Ransomware Victim Count Increased by 75% in 2023
A new report from the Google-owned cybersecurity firm Mandiant has confirmed that there was a significant rise in ransomware activity in 2023 compared to 2022 and that the slight fall in ransomware and extortion activity in 2022 was an anomaly that was due, in part, to the invasion of Ukraine and the leaked Conti chats.
Mandiant has been tracking the activities of ransomware groups and reports a 75% increase in the number of victims that were added to the groups’ data leak sites in 2023, which peaked in Q3, 2023 when almost 1,400 new victims were listed. The percentage of cyberattacks involving ransomware that Mandiant has investigated increased by 20% in 2023. Mandiant’s findings are consistent with other reporting, such as a report from Chainalysisthat showed a record amount was paid to ransomware groups in 2023, with payments topping $1 billion for the first time.

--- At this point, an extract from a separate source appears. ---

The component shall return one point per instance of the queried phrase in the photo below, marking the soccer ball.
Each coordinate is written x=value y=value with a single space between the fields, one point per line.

Increase in ransomware data leak site postings. Source Mandiant
In 2023, law enforcement agencies around the world stepped up their efforts to disrupt the operations of ransomware groups, including international law enforcement operations against two of the most prolific ransomware groups, LockBit and ALPHV/Blackcat. While those operations resulted in seized infrastructure and disruptions, only a handful of individuals were arrested, the core members of the groups are still at large, and most affiliates continued to conduct attacks, either with the same group or with other ransomware-as-a-service (RaaS) operations.
The attacks tracked by Mandiant were spread across 110 countries and involved more than 50 new ransomware families and variants, a number consistent with new variants and families observed in 2021 and 2022. One change that was observed in 2023 was an increase in the proportion of new variants to new families, indicating ransomware groups are concentrating on updating existing ransomware families rather than creating new families from scratch. Many of the new detections included code from other ransomware families, were rebrands of existing ransomware groups or had actor overlaps. Mandiant also observed a broadening of systems targeted by attacks, with the number of ransomware variants capable of encrypting data on Linux and ESXi systems increasing throughout 2023.
Get The FREE
HIPAA Compliance Checklist
Immediate Delivery of Checklist Link To Your Email Address
Please Enter Correct Email Address
Your Privacy Respected
HIPAA Journal Privacy Policy
After networks are compromised, most ransomware actors use commercially available, legitimate tools for their post-compromise activities before deploying their ransomware payloads. Mandiant has observed a decline in the use of Cobalt Strike BEACON with attackers favoring legitimate remote access tools. In 2023, 41% of intrusions involved legitimate remote access and management tools compared to 23% in 2022. In 2023, the main initial access vectors were the exploitation of known vulnerabilities, stolen credentials, brute force attacks, phishing, and web compromise, including SEO poisoning and malvertising. Vulnerabilities were exploited for initial access in 30% of attacks and the CitrixBleed flaw – CVE-2023-4966 – was one of the most widely exploited. Stolen credentials were used in 25% of attacks, brute force tactics in 14% of attacks, and a further 14% used phishing. Around 59% of ransomware attacks involved confirmed or suspected data theft.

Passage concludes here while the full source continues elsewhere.